Opinion
Peek-A-Boo I see you!
Saturday, September 24, 2016
In this line of work, we often have people hide from us, and some of them are very good at hiding because they have done it for so long. But every now and then we find someone who is not so good at hiding and all we can speculate is maybe they smoked a little too much crystal meth.
Over the years there have been many cases where people were not so good at the hiding part of their fugitive career. One of my favorites was when I went to a house with my detectives in search of a wanted fugitive, and after searching a few rooms, we walked into a bedroom to find a pair of legs sticking out from under a pile of clothes and covers on the bedroom floor.
Now these were not your everyday pair of legs, these were some extra-long legs with bright blue jogging pants, and a pair of neon green shoes, with some bigfoot size feet. The covers were hiding the person attached to these legs above the waist so we could not see who was attached to them. But the person we were looking for was very tall, and lived in that house, so there was a good chance it was him.
The rest of the room was surprisingly clean, leaving only the large pile of clothes with the feet sticking out of them in the center of the room. We approached the blue pair of legs and identified who we were before telling him to stand up. There was no movement, and after giving commands to stand up a second time we assumed this person was asleep or unconscious. It was neither.
Trying one last time I said "stand up, we can see your legs sticking out from under the covers." It was then that we heard an exasperated sigh and the tall wanted fugitive stood up, and shaking his head said "man you got me." Giving him the benefit of the doubt, I asked why he was sleeping in the middle of the floor to which he replied, "Man I was hiding, I can't go back to jail."
Understanding his desire not to be locked up, we all made a great effort to appear serious and understanding, but none of us were doing a very good job at hiding the humor we found in this situation.

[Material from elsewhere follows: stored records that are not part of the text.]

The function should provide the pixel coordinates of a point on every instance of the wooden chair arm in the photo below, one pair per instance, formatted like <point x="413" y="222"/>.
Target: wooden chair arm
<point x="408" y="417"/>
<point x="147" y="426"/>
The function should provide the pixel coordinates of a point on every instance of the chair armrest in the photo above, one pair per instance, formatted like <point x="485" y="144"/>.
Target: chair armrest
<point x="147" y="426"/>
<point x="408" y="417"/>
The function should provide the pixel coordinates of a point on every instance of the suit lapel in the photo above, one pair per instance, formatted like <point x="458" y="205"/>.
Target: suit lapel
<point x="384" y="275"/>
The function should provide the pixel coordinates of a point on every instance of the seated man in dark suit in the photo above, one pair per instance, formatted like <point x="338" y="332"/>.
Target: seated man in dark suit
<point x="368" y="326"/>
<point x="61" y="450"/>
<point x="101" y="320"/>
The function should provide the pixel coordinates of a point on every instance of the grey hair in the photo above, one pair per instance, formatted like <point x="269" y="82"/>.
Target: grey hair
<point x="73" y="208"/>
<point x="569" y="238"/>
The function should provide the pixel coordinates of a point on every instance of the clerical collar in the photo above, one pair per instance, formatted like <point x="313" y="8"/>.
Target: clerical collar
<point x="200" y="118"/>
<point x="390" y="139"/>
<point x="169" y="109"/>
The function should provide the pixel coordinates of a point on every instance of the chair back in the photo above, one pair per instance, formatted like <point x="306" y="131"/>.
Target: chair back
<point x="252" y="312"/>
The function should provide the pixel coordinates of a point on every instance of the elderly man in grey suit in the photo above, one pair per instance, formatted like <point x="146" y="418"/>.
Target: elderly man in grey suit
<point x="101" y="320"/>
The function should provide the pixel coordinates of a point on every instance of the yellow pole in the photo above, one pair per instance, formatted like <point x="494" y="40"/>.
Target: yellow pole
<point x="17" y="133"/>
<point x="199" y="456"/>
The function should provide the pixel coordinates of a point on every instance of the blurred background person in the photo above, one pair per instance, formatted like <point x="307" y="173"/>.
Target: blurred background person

It was when one of the detectives said, "Couldn't you find anywhere to hide besides the middle of the floor?" that we could no longer contain the laughter.
This soon to be returning customer of the Vernon County Bed & Breakfast did not understand why it was so funny that he was hiding from the police. After all isn't that what many wanted people do? The guy expressed his deepest sorrow for getting caught and rambled all the way back to the jail. After hearing him talk for a while, it was clear that he had smoked a little too much of his own product and was short a few brain cells.
Every time I think of that guy and those long legs with neon green shoes, I think of the cartoons with the ostrich sticking its head in the sand attempting to hide from danger. Although the event was very comical, and even though ostriches do not really hide by sticking their heads in the sand, it was sad to see that someone who could have been good at so many things, was now about as smart as an ostrich. Due to his long heavy drug use, he had obviously lost his ability for rational thinking.
That old commercial with the eggs and a frying pan (this is your brain on drugs) was not a joke! These drugs are illegal because they are harmful to you and if you continue to take them, they can literally destroy your brain cells. Do not be dumb and listen to that "friend" that tells you its okay to try it. You will only end up in trouble, in jail, and in the end, about as dumb as the ostrich in the cartoons.